Com suavidade e trabalho duro, FLORA MATOS busca seu espaço dentro do carrancudo rap brasileiro
Acho que cada mulher tem um estilo, uma vida, uma missão. Por isso, cada uma tem um papel dentro do rap ou de qualquer gênero", explica, meio que evasiva, a jovem Flora Matos, mais conhecida como MC Flora Matos, quando questionada sobre qual seria a função da mulher no cenário do rap brasileiro. A resposta poderia ser interpretada, em um primeiro momento, como uma tentativa de se livrar de prováveis polêmicas, mas, na realidade, trata-se do reflexo de uma artista que ainda está tateando seu espaço em um gênero dominado por homens carrancudos e taciturnos. "Eu e meus irmãos tivemos acesso à boa música desde sempre, e me sentia muito à vontade para criar desde pequena. Meu pai sempre gostou de reggae, dub, dancehall, soul, jazz. Então, antes de conhecer o rap, eu ouvia sons que, bem ou mal, originaram o rap. E acredito que isso me proporcionou uma visão mais ampla dentro do ritmo", conta, relembrando a sua não tão remota infância. "Hoje, quando ouço Fela Kuti, percebo o quanto o rap já estava na minha vida antes mesmo de eu ir a um baile, entende?"
Por baile entenda-se os eventos de rap que ocorrem em Brasília (DF) - terra natal dela - e adjacências, que Flora passou a frequentar quando tinha 13 anos. Esse encontro com a cultura do ritmo e poesia foi fulminante e um ano depois a garota passou da plateia para o palco. Dona de uma voz que contém uma rouquidão natural, quase sensual, e de excelente dicção (o que faz as frases e rimas soarem claras), ela mostrou-se ousada desde o começo e não esmoreceu diante do fato de ser muito nova e... mulher. "Meu rap, quando começou a pegar forma, era bem diferente do que rolava em Brasília", explica. "Acho que por ousar muito, mesclando rap com o ritmo que quisesse, não fiz muito parte da 'hierarquia'. As pessoas talvez não estivessem abertas ou preparadas para um rap mais harmônico e tão diferente."

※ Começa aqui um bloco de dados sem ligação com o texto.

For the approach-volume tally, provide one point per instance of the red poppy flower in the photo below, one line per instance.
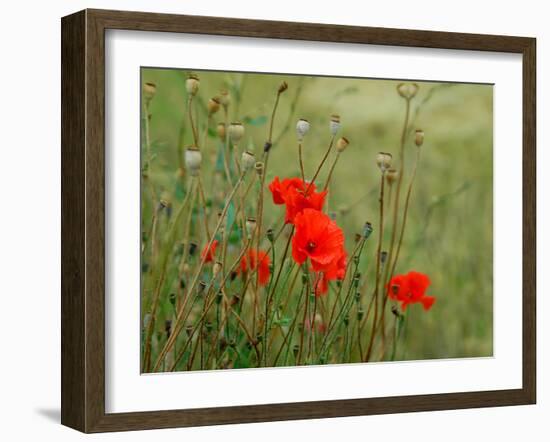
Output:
(318, 238)
(411, 288)
(208, 253)
(336, 270)
(296, 195)
(250, 261)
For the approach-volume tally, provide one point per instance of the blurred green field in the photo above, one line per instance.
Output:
(449, 230)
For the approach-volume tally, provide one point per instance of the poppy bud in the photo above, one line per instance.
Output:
(334, 124)
(419, 137)
(391, 176)
(250, 226)
(193, 159)
(146, 320)
(221, 131)
(172, 298)
(367, 229)
(213, 105)
(149, 91)
(259, 166)
(192, 84)
(341, 144)
(189, 330)
(383, 159)
(395, 311)
(236, 132)
(302, 127)
(225, 98)
(407, 90)
(247, 161)
(202, 287)
(216, 268)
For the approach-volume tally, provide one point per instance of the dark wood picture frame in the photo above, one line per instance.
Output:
(83, 220)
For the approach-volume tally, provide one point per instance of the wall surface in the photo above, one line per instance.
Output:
(30, 221)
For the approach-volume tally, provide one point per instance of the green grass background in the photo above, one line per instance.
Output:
(449, 230)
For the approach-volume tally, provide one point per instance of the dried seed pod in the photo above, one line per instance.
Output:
(407, 90)
(247, 161)
(419, 137)
(216, 268)
(391, 176)
(302, 128)
(193, 159)
(334, 124)
(149, 91)
(236, 132)
(250, 226)
(225, 98)
(192, 84)
(220, 129)
(213, 105)
(341, 144)
(383, 159)
(367, 229)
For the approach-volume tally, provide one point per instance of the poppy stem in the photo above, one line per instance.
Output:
(191, 122)
(378, 260)
(178, 323)
(157, 289)
(329, 177)
(387, 274)
(320, 165)
(301, 161)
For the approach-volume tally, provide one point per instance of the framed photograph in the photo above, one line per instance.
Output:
(267, 221)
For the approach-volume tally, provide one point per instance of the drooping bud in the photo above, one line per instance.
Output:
(201, 288)
(283, 87)
(419, 137)
(247, 161)
(302, 127)
(236, 132)
(407, 90)
(341, 144)
(225, 98)
(220, 129)
(213, 105)
(391, 176)
(259, 166)
(383, 159)
(250, 226)
(192, 84)
(193, 159)
(334, 124)
(367, 229)
(149, 91)
(216, 268)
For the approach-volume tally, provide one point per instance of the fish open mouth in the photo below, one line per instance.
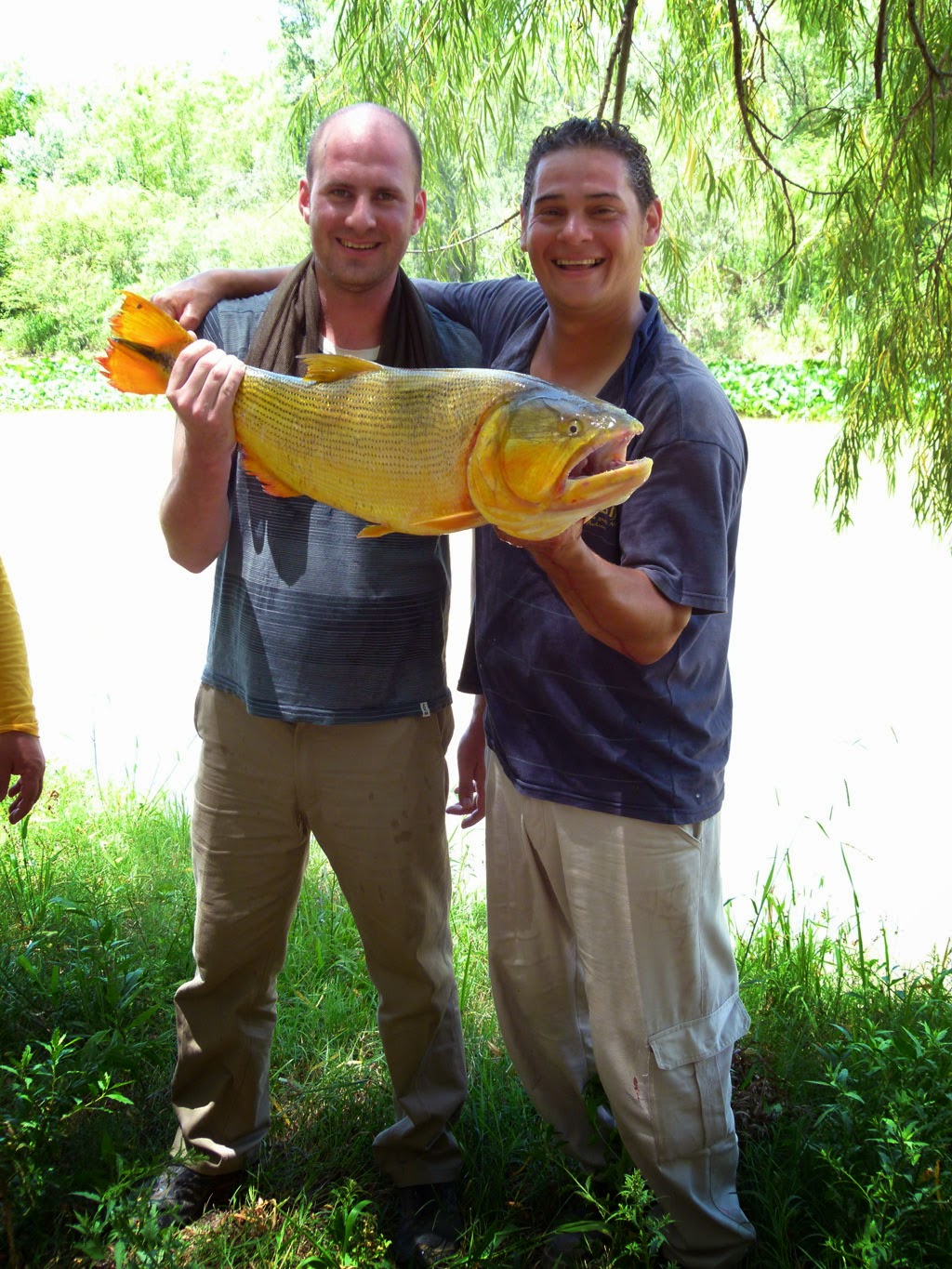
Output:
(610, 456)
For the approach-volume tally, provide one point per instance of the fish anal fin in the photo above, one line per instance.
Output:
(327, 367)
(270, 482)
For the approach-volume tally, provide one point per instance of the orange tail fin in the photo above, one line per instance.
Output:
(142, 348)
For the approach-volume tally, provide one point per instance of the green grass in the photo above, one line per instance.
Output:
(843, 1087)
(806, 390)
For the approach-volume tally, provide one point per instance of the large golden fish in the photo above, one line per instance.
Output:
(407, 451)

Se seus conterrâneos estranharam a leitura diferente do estilo, teve gente graúda do meio que percebeu seu talento e autenticidade. Quando abriu um show dos Racionais MC's em Belo Horizonte (MG), em 2007, o DJ KL Jay gostou do estilo da então garota de 17 anos e pegou seus contatos. Um ano depois, ela estava se mudando para a capital paulista para gravar um remix de "Véu da Noite", produzido por ele. E com a mudança geográfica vieram várias outras oportunidades de trabalho e colaborações com artistas do movimento rap que acabaram culminando em convites para se apresentar no exterior.
Apesar desses êxitos, seu público aguardava ansiosamente um registro mais consistente, que apresentasse toda essa versatilidade. Ele veio no final do ano passado sob a forma de uma mixtape feita em parceria com a dupla Stereo Dubs. Flora Matos VS Stereo Dubs, ainda que não seja um registro solo - esse está sendo preparado sob a batuta de seu padrinho KL Jay -, surpreende pela qualidade e potencial pop, com versos delicados que fogem do discurso convencional bélico do rap brasileiro, apresentando ainda as várias facetas da cantora. Tem a Flora rimadora nervosa em "Pai de Família", a Flora reverente ao dancehall em "Até o Infinito" e a Flora cantora em "Minha Voz", música em que ela canta os marcantes versos "Minha voz me impera / Minha voz meu mundo / Minha voz minha guerra / Minha voz meu pão tudo". "O futuro dela depende dela mesma. Se não se empenhar, perde o lugar", sentencia KL Jay.